Herpes zoster (or simply zoster), commonly known as shingles and also known as zona, is a viral disease characterized by a painful skin rash with blisters in a limited area on one side of the body, often in a stripe. The initial infection with varicella zoster virus (VZV) causes the acute (short-lived) illness chickenpox which generally occurs in children and young people. Once an episode of chickenpox has resolved, the virus is not eliminated from the body but can go on to cause shingles—an illness with very different symptoms—often many years after the initial infection.
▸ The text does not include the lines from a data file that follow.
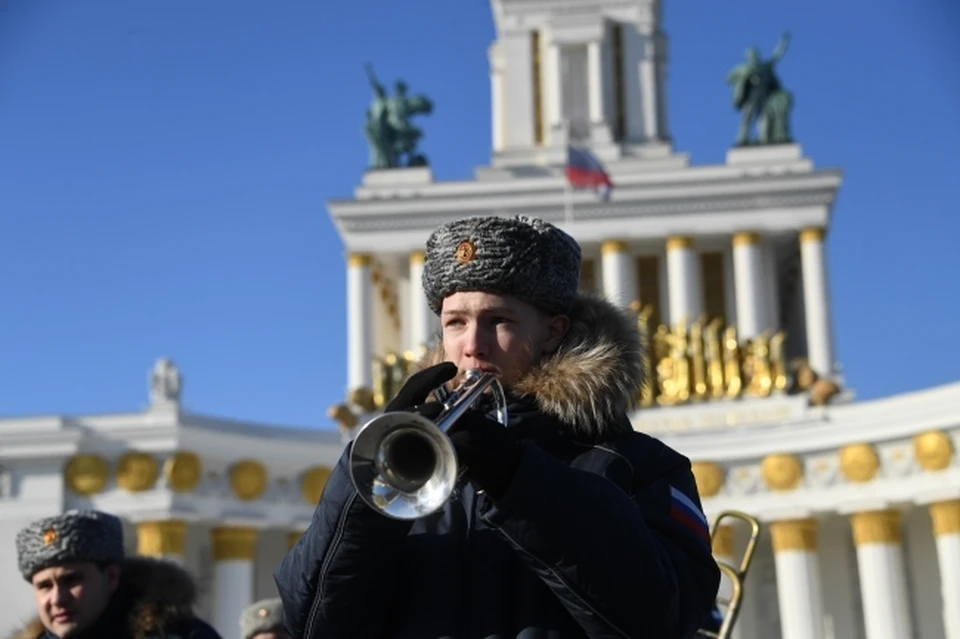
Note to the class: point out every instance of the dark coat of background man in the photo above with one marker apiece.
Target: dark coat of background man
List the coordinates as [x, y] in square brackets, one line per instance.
[86, 588]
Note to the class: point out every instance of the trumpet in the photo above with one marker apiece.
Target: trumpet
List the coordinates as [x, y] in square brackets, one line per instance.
[403, 465]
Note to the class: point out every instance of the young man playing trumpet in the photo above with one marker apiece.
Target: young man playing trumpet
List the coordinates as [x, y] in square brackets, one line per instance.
[569, 523]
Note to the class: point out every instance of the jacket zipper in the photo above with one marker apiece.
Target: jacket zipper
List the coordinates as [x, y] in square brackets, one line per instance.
[337, 537]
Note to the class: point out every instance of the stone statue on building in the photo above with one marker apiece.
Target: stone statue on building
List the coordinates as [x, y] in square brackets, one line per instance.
[392, 139]
[760, 97]
[166, 383]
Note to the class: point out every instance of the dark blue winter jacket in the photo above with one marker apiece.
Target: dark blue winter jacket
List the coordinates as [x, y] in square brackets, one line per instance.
[600, 533]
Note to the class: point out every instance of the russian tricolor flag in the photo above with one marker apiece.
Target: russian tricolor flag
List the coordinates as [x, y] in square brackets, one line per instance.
[585, 171]
[684, 511]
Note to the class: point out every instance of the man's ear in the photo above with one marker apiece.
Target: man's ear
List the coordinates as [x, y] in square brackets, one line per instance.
[113, 576]
[557, 327]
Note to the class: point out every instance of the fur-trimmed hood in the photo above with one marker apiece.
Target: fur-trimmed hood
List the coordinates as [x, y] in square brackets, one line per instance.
[162, 597]
[593, 379]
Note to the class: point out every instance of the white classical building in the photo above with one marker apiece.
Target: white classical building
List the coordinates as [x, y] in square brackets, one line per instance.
[724, 267]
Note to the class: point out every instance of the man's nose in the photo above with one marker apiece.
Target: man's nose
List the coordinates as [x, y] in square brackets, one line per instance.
[475, 343]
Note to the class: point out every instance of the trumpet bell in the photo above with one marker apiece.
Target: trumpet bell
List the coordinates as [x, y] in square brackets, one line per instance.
[402, 465]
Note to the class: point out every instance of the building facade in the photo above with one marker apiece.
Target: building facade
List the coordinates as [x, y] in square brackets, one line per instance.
[723, 266]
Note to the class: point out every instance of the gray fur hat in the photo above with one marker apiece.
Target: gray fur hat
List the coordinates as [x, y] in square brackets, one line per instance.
[75, 535]
[263, 616]
[520, 256]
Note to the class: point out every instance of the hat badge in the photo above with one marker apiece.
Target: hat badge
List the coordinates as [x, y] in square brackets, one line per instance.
[465, 252]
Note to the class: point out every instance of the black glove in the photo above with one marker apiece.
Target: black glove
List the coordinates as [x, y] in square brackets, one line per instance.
[484, 448]
[414, 392]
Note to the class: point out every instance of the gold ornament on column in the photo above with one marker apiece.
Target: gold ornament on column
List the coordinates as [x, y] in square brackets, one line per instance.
[182, 471]
[782, 472]
[859, 462]
[794, 534]
[86, 474]
[876, 527]
[161, 538]
[709, 478]
[312, 483]
[342, 414]
[933, 450]
[248, 478]
[136, 471]
[362, 397]
[234, 543]
[946, 517]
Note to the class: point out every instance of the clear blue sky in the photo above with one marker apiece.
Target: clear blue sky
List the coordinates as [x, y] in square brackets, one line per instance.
[164, 168]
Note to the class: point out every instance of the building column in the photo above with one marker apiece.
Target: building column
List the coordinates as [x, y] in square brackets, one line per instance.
[619, 275]
[359, 322]
[799, 588]
[164, 539]
[883, 585]
[946, 529]
[816, 301]
[748, 284]
[683, 280]
[421, 317]
[595, 81]
[234, 549]
[554, 86]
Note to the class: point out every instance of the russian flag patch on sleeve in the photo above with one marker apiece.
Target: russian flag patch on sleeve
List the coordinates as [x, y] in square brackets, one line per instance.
[684, 511]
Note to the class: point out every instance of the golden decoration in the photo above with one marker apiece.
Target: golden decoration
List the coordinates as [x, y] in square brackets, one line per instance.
[679, 242]
[723, 541]
[709, 477]
[182, 471]
[136, 471]
[876, 527]
[161, 538]
[248, 478]
[822, 390]
[312, 483]
[613, 246]
[234, 543]
[465, 252]
[705, 361]
[946, 517]
[933, 450]
[342, 414]
[794, 534]
[362, 397]
[86, 474]
[359, 259]
[859, 462]
[781, 472]
[745, 238]
[815, 234]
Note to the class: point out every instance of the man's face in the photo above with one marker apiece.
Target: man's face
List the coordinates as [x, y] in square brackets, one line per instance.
[70, 598]
[497, 333]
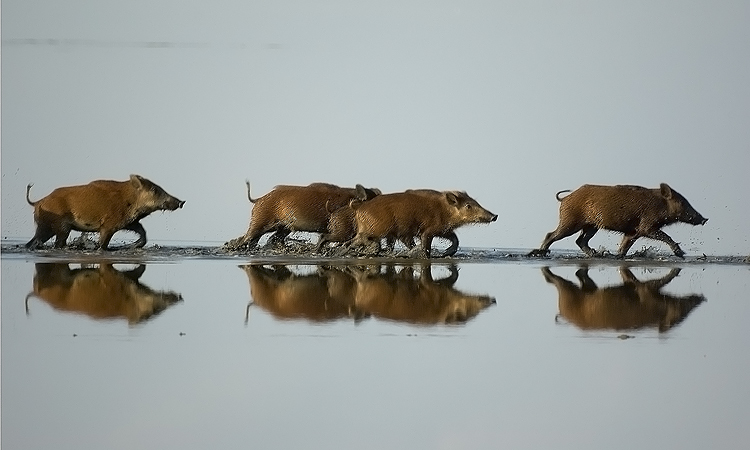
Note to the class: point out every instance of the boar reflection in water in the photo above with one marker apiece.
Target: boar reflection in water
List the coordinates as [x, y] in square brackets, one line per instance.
[402, 297]
[334, 293]
[633, 305]
[100, 293]
[319, 297]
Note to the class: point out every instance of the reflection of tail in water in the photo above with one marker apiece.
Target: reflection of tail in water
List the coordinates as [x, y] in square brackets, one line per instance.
[632, 305]
[357, 292]
[100, 293]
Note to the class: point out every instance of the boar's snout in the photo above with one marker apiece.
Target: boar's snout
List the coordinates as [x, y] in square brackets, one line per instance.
[173, 203]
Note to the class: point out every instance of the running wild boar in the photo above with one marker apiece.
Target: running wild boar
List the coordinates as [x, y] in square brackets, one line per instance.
[634, 211]
[296, 208]
[103, 206]
[407, 215]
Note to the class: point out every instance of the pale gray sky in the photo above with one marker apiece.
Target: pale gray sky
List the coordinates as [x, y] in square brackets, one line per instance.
[511, 101]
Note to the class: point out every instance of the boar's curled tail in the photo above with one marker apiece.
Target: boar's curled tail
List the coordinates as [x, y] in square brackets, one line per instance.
[28, 189]
[252, 200]
[557, 196]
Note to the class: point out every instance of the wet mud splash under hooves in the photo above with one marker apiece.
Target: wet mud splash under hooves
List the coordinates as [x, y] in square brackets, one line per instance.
[298, 251]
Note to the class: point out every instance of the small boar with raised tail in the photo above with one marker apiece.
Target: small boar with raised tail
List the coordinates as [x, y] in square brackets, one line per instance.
[634, 211]
[407, 215]
[296, 208]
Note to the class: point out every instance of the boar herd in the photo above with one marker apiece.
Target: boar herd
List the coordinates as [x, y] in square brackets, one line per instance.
[357, 221]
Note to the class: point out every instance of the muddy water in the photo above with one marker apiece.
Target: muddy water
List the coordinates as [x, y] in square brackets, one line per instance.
[186, 348]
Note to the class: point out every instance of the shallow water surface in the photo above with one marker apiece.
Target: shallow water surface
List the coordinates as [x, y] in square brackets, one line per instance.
[172, 349]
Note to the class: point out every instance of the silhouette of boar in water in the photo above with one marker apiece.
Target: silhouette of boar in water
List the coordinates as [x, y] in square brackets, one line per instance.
[633, 210]
[633, 305]
[424, 214]
[103, 206]
[324, 296]
[334, 293]
[403, 297]
[103, 293]
[296, 208]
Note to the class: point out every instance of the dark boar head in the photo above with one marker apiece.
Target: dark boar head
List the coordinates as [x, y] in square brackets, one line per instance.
[680, 208]
[470, 211]
[151, 197]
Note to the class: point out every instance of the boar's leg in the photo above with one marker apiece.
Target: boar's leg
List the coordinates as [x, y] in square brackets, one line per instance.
[450, 251]
[562, 231]
[105, 235]
[61, 237]
[664, 237]
[583, 240]
[137, 228]
[627, 241]
[426, 244]
[42, 235]
[279, 237]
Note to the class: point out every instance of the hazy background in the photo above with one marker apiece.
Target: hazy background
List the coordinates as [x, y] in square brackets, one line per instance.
[508, 100]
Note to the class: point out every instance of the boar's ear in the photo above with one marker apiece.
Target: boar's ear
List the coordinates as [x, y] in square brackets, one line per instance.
[136, 180]
[452, 198]
[666, 191]
[361, 192]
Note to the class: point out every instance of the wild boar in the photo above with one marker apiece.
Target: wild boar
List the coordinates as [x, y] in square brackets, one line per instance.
[633, 210]
[100, 293]
[406, 215]
[633, 305]
[103, 206]
[296, 208]
[323, 296]
[402, 297]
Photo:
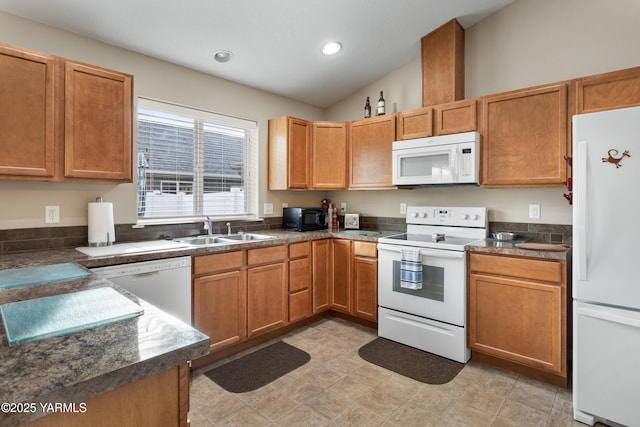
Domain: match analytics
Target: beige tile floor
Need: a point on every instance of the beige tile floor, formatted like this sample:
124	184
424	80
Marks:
337	388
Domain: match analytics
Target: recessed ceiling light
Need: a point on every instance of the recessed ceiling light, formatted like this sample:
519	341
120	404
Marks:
331	48
223	56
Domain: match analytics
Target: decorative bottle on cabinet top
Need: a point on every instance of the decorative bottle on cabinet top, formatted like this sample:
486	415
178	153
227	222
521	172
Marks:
381	105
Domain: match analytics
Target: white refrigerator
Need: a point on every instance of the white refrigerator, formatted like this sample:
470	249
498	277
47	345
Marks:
606	267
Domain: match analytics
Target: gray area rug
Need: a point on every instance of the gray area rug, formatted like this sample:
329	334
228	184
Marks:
259	368
410	362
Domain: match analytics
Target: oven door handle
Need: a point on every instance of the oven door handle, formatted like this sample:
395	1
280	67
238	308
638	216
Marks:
436	253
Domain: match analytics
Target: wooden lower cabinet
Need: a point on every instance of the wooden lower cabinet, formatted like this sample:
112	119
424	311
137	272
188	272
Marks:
518	313
365	280
159	400
299	281
321	274
341	275
267	293
354	287
220	298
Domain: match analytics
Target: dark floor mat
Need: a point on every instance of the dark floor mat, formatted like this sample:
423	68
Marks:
259	368
410	362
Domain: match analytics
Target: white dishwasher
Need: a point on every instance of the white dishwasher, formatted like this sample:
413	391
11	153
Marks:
165	283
Herpes zoster is not the same disease as herpes simplex despite the name similarity (both the varicella zoster virus and herpes simplex virus belong to the same viral subfamily Alphaherpesvirinae).
Varicella zoster virus can become latent in the nerve cell bodies and less frequently in non-neuronal satellite cells of dorsal root, cranial nerve or autonomic ganglion, without causing any symptoms. Years or decades after a chickenpox infection, the virus may break out of nerve cell bodies and travel down nerve axons to cause viral infection of the skin in the region of the nerve. The virus may spread from one or more ganglia along nerves of an affected segment and infect the corresponding dermatome (an area of skin supplied by one spinal nerve) causing a painful rash. Although the rash usually heals within two to four weeks, some sufferers experience residual nerve pain for months or years, a condition called postherpetic neuralgia. Exactly how the virus remains latent in the body, and subsequently re-activates is not understood.
Throughout the world the incidence rate of herpes zoster every year ranges from 1.2 to 3.4 cases per 1,000 healthy individuals, increasing to 3.9–11.8 per year per 1,000 individuals among those older than 65 years. Antiviral drug treatment can reduce the severity and duration of herpes zoster if a seven-to-ten day course of these drugs is started within 72 hours of the appearance of the characteristic rash.
The earliest symptoms of herpes zoster, which include headache, fever, and malaise, are nonspecific, and may result in an incorrect diagnosis. These symptoms are commonly followed by sensations of burning pain, itching, hyperesthesia (oversensitivity), or paresthesia ("pins and needles": tingling, pricking, or numbness). The pain may be mild to extreme in the affected dermatome, with sensations that are often described as stinging, tingling, aching, numbing or throbbing, and can be interspersed with quick stabs of agonizing pain.
In most cases after 1–2 days, but sometimes as long as 3 weeks, the initial phase is followed by the appearance of the characteristic skin rash. The pain and rash most commonly occurs on the torso, but can appear on the face, eyes or other parts of the body. At first the rash appears similar to the first appearance of hives; however, unlike hives, herpes zoster causes skin changes limited to a dermatome, normally resulting in a stripe or belt-like pattern that is limited to one side of the body and does not cross the midline. Zoster sine herpete ("zoster without herpes") describes a patient who has all of the symptoms of herpes zoster except this characteristic rash.
Later the rash becomes vesicular, forming small blisters filled with a serous exudate, as the fever and general malaise continue. The painful vesicles eventually become cloudy or darkened as they fill with blood, crust over within seven to ten days; usually the crusts fall off and the skin heals, but sometimes, after severe blistering, scarring and discolored skin remain.
Herpes zoster may have additional symptoms, depending on the dermatome involved. Herpes zoster ophthalmicus involves the orbit of the eye and occurs in approximately 10–25% of cases. It is caused by the virus reactivating in the ophthalmic division of the trigeminal nerve. In a few patients, symptoms may include conjunctivitis, keratitis, uveitis, and optic nerve palsies that can sometimes cause chronic ocular inflammation, loss of vision, and debilitating pain. Herpes zoster oticus, also known as Ramsay Hunt syndrome type II, involves the ear. It is thought to result from the virus spreading from the facial nerve to the vestibulocochlear nerve. Symptoms include hearing loss and vertigo (rotational dizziness).